Undergraduate research and working closely with faculty members are key components of the honors program at the University of North Georgia and many other colleges and universities.

The Georgia Collegiate Honors Council (GCHC) will celebrate its 30th year of promoting honors education in institutions of higher learning across the state during the organization's annual meeting, set for Feb. 8-9 at Georgia Southern University in Statesboro, Ga.

The organization's current president, Dr. Stephen M. Smith, a professor of psychology and honors program director at the University of North Georgia, said honors education is more vital today than ever, as the inter-disciplinary learning that has long been the hallmark of honors programs reflects the nature of today's global community.

"The world itself is increasingly interconnected, and knowledge is increasingly interconnected. Honors education traditionally has explored that through plans of study involving classes that aren't housed in just one discipline," Smith said. "As a consequence, honors students get exposed to things they wouldn't encounter in a standard undergraduate curriculum. They develop skills essential to be leaders in our global community and develop that ability to figure out answers on their own."

GCHC started as the Georgia Honors Council in 1984 at Georgia College and State University when representatives from college and university honors programs across the state gathered to create an association supporting honors education. Colleges and universities with honors programs or having an interest in offering honors education are eligible for institutional membership. GCHC memberships also may be held by other institutions, such as foundations or educational organizations, with an interest in honors education.

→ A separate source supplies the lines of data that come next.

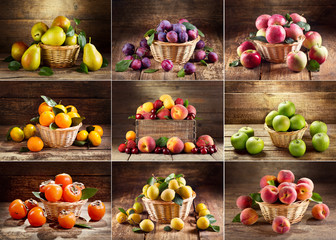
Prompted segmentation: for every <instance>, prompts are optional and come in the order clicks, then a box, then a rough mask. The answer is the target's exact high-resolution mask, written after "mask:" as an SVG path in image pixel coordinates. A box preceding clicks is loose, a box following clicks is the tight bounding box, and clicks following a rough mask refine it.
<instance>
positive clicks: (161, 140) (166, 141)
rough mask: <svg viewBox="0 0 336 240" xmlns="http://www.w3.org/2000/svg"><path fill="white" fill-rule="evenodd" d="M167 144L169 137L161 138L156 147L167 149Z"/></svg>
mask: <svg viewBox="0 0 336 240" xmlns="http://www.w3.org/2000/svg"><path fill="white" fill-rule="evenodd" d="M167 142H168V138H167V137H160V138H159V139H157V140H156V141H155V143H156V146H159V147H165V146H167Z"/></svg>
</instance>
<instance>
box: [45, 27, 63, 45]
mask: <svg viewBox="0 0 336 240" xmlns="http://www.w3.org/2000/svg"><path fill="white" fill-rule="evenodd" d="M65 39H66V35H65V32H64V31H63V29H62V28H60V27H58V26H55V27H51V28H49V29H48V31H46V33H45V34H43V36H42V38H41V41H42V42H43V43H44V44H46V45H51V46H61V45H62V44H63V43H64V41H65Z"/></svg>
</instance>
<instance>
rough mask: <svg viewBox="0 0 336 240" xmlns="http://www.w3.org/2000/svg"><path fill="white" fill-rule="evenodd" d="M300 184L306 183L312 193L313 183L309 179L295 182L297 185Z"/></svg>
mask: <svg viewBox="0 0 336 240" xmlns="http://www.w3.org/2000/svg"><path fill="white" fill-rule="evenodd" d="M300 183H307V184H308V185H309V186H310V188H311V190H312V191H314V183H313V181H312V180H311V179H309V178H300V179H299V181H298V182H297V184H300Z"/></svg>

The theme for this year's conference, "30 Years of Honors: Culturing the Pearls of Wisdom," marks the organization's milestone and seeks to embrace undergraduate research and creativity, an important focus for honors programs along with experiential learning that takes place outside the classroom.

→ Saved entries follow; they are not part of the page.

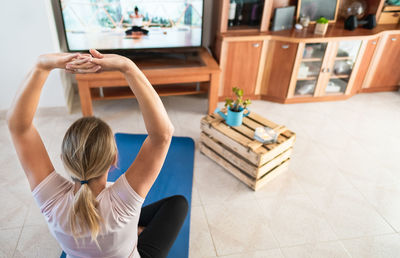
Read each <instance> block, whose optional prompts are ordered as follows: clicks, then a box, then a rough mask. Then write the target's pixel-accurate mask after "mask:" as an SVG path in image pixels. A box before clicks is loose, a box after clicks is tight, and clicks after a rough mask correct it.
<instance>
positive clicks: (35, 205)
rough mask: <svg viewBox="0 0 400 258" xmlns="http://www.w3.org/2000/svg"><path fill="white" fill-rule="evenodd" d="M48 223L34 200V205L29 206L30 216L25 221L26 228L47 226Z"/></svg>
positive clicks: (24, 224)
mask: <svg viewBox="0 0 400 258" xmlns="http://www.w3.org/2000/svg"><path fill="white" fill-rule="evenodd" d="M46 225H47V222H46V220H45V218H44V216H43V214H42V213H41V212H40V209H39V207H38V206H37V204H36V202H35V201H34V200H33V198H32V203H31V204H30V205H29V210H28V214H27V216H26V219H25V224H24V226H46Z"/></svg>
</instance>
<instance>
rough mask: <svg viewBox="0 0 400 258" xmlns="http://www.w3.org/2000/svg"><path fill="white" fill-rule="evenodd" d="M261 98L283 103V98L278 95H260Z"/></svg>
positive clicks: (280, 102) (262, 99) (283, 102)
mask: <svg viewBox="0 0 400 258" xmlns="http://www.w3.org/2000/svg"><path fill="white" fill-rule="evenodd" d="M261 99H262V100H267V101H272V102H277V103H282V104H284V103H285V99H281V98H278V97H273V96H267V95H261Z"/></svg>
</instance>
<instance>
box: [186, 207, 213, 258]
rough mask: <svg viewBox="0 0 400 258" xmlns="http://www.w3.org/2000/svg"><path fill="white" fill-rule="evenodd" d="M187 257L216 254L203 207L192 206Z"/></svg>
mask: <svg viewBox="0 0 400 258" xmlns="http://www.w3.org/2000/svg"><path fill="white" fill-rule="evenodd" d="M189 246H190V247H189V257H190V258H196V257H199V258H200V257H201V258H202V257H213V256H215V255H216V253H215V248H214V244H213V242H212V238H211V233H210V230H209V228H208V224H207V220H206V217H205V215H204V210H203V207H201V206H198V207H192V211H191V221H190V244H189Z"/></svg>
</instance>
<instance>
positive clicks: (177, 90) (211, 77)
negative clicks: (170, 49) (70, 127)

"All honors programs have experiences outside the classroom that supplement the students' education," Smith said. "Honors programs use lots of extracurricular activities — at UNG we provide opportunities for study abroad and field trips. Also, because of the emphasis on undergraduate research, honors students often develop a mentor/mentee relationship through working closely with faculty members."

At the upcoming annual meeting, honors program directors and students from across the state will present academic papers and share ideas. The conference also includes best paper and best poster competitions, with cash prizes given to the top two papers and posters in each of five categories: natural sciences, humanities, social sciences, fine arts, and professional studies (health sciences, business, etc.).